Kirk, convertido ya en una estrella mundial, hará una incursión en el cine europeo en Ulises (1954), la versión que del clásico homérico hizo Mario Camerini, para volver al cine yanqui en la vertiginosa adaptación del clásico de Jules Verne 20.000 leguas de viaje submarino (1954), a las órdenes de Richard Fleischer, con James Mason como ilustre compañero de reparto. Poco después hace otro de sus personajes inolvidables, el pintor Van Gogh en El loco del pelo rojo (1956), de nuevo para Vincente Minnelli. Más tarde estará en dos de sus títulos más emblemáticos, Duelo de titanes (1957), vigoroso western de John Sturges que recrea el mítico duelo en el O.K. Corral, con otro de los grandes, Burt Lancaster; y, sobre todo, en Senderos de gloria (1957), una de sus primeras películas como productor, bajo la marca Bryna (el nombre de su madre) Productions. Senderos de gloria, a las órdenes del ya entonces magistral Stanley Kubrick, se convierte instantáneamente en un clásico del cine antibelicista, una obra mayor por la que, si no hubiera hecho Kirk nada más, tendría un lugar de honor en la Historia del Cine.

Los años cincuenta, en su faceta de actor, se cerrarán para Douglas con un par de éxitos más, Los vikingos (1958), de nuevo para Richard Fleischer, y sobre todo El último tren de Gun Hill (1959), otra vez para John Sturges, en el que interpreta a un sheriff que habrá de hacer cumplir la ley aunque arriesgue su propia vida, en un intenso western de potente ritmo narrativo.

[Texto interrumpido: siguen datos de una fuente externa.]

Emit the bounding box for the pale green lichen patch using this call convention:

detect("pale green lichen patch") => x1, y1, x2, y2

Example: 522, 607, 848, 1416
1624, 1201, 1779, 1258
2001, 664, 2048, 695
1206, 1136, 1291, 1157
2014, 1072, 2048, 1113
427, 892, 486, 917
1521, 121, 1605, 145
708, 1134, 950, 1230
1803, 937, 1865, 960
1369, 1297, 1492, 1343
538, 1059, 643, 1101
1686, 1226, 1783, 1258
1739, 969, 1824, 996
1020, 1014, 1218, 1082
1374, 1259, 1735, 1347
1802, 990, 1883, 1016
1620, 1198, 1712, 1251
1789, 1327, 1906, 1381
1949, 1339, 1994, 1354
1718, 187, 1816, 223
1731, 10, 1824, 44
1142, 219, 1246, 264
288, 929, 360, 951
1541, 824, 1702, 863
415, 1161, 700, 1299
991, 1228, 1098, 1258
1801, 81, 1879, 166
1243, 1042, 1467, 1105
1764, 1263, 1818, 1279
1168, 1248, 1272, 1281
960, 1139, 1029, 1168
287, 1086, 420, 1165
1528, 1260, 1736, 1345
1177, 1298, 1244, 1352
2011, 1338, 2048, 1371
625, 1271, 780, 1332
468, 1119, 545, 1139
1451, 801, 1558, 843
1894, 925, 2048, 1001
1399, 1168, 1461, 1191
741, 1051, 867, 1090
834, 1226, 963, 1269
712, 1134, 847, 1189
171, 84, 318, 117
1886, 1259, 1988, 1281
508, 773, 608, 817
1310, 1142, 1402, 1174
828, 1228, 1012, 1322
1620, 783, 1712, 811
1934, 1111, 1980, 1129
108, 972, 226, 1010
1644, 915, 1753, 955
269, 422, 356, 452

El poderoso hombre de Hollywood

A partir de la creación de su productora, Kirk Douglas podrá también intervenir en la correlación de fuerzas existente en todo grupo de poder, como era (y es...) Hollywood. Así, contra el sentir de las fuerzas más tradicionalistas del cine yanqui, su intervención como productor será determinante para devolver a la escena pública al guionista Dalton Trumbo, represaliado por el Comité de Actividades Antiamericanas que lideró el ominoso senador Joseph McCarthy, en el tenebroso episodio histórico comúnmente conocido como la Caza de Brujas. Douglas, como productor, impuso la presencia en los títulos de crédito de Espartaco de Trumbo, cuando hasta entonces había estado vedada su presencia en cualquier película, teniendo que aparecer con seudónimos.


La madurez del astro

En los años sesenta, ya cuarentón, Kirk vuelve a dar en la diana con la mentada Espartaco (1960), la biografía más bien libérrima del famoso esclavo romano, a las órdenes de un Stanley Kubrick con el que, al parecer, Douglas tuvo bastantes diferencias creativas. Pero el resultado fue formidable, un canto a la libertad del individuo, del ser humano, una pequeña maravilla a la vez humanista y épica. A partir de ahí, sin embargo, los títulos de interés empiezan a disminuir en la carrera de Kirk. Seguirá estando en buenos films, pero estos menudearán. Así, hará para su querido Vincente Minnelli otro intenso melodrama, Dos semanas en otra ciudad (1962), con el gran Edward G. Robinson y la no menos buena Cyd Charisse; y para John Huston hará El último de la lista (1963), quizá uno de los menos distinguidos títulos del autor de La reina de África. Para John Frankenheimer hará uno de los complejos films en los que era perito este director, Siete días de mayo (1964) y, de nuevo en Europa, hará para René Clement el personaje del general Patton en ¿Arde París? (1966).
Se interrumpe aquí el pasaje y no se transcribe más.